Confusion structurelle dans l'audit transnational
La corrélation entre liberté de la presse et valence par langue est exposée à une confusion difficile à éliminer : le volume et la diversité de texte numérisé covarient fortement avec les indices de liberté de la presse, via le développement économique et l'infrastructure numérique. Un modèle peut donc être plus déférent dans une langue simplement parce qu'il y dispose de moins de contradiction disponible, sans qu'aucune coordination étatique n'intervienne.

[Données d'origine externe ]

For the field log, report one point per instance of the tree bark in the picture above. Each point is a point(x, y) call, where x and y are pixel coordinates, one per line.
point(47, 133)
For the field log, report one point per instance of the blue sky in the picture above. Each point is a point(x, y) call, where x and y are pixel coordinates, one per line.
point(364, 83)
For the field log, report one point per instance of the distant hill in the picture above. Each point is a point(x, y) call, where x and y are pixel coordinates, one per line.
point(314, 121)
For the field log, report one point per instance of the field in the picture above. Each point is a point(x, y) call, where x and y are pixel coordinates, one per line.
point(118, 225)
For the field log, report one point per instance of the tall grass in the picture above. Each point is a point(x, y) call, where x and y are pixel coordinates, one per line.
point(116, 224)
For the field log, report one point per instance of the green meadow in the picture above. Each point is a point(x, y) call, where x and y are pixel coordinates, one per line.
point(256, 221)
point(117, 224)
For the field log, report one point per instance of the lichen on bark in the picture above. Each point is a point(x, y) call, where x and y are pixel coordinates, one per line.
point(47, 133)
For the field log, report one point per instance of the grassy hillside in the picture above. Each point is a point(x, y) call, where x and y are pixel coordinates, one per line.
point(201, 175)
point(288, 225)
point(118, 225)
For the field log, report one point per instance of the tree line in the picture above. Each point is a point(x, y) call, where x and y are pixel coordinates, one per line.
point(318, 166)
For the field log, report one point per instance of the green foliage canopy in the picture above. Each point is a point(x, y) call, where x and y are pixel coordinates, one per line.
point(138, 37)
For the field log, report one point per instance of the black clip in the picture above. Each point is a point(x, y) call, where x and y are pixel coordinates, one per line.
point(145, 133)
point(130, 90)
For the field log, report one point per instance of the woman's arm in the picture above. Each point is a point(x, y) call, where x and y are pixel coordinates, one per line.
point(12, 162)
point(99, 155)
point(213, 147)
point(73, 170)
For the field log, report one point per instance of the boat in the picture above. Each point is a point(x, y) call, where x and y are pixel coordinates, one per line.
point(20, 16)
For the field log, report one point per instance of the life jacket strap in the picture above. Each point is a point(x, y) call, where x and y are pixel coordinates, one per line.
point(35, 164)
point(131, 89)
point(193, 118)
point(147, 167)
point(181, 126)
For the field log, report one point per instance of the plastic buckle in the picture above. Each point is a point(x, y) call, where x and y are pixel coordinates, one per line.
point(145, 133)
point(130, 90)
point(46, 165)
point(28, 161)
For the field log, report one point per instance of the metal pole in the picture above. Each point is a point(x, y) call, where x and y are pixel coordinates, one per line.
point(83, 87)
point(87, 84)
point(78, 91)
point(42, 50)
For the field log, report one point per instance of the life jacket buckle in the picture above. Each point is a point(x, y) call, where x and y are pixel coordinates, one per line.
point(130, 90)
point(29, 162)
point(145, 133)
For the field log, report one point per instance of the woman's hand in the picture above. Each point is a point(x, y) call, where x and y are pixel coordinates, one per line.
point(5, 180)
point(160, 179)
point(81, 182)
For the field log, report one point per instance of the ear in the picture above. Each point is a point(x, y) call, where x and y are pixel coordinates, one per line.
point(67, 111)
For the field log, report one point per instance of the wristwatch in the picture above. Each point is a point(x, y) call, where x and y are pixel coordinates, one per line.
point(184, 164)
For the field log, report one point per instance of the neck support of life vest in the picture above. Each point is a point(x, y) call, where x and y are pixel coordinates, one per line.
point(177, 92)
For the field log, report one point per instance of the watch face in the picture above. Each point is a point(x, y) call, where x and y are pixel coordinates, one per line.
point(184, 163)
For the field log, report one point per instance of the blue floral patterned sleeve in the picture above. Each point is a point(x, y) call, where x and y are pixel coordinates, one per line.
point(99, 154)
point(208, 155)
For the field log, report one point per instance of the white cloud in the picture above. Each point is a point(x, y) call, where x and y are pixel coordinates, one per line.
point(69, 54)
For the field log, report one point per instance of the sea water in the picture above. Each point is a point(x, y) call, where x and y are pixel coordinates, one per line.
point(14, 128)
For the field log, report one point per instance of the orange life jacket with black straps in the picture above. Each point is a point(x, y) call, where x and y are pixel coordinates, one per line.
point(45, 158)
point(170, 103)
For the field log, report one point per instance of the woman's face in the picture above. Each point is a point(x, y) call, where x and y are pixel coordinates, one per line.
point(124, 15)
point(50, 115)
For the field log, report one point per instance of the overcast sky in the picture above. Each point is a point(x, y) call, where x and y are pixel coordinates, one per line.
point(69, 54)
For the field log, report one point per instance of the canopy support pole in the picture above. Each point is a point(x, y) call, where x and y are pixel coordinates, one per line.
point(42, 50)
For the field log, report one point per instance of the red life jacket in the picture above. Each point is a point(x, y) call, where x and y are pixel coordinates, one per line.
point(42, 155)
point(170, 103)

La partie chinoise de l'étude est précisément ce qui permet de distinguer ces scénarios pour un cas au moins.
Portée et ce qui n'est pas traité
Quatre limites de portée. (1) L'alignement postérieur (RLHF, filtrage, garde-fous) peut atténuer ou amplifier les biais issus du préentraînement, et n'est pas manipulable de l'extérieur. (2) La récupération en ligne, désormais courante, introduit une seconde couche de dépendance à la composition de l'écosystème informationnel, non couverte ici. (3) L'étude porte sur la valence, non sur l'exactitude factuelle : un modèle peut être plus positif sans être plus faux, et inversement. (4) Le cas chinois est le mieux documenté, mais la généralisation du mécanisme à d'autres régimes médiatiques reste inférée du seul audit transnational.
✅ La formule honnête
Le résultat structurant n'est pas qu'un modèle particulier serait pro-chinois, mais que la composition de l'offre informationnelle amont se transmet aux sorties des modèles, et qu'elle est indexée sur la langue. Cela crée une incitation stratégique nouvelle au contrôle des médias, et cela signifie qu'un utilisateur non anglophone n'interroge pas exactement le même système qu'un utilisateur anglophone.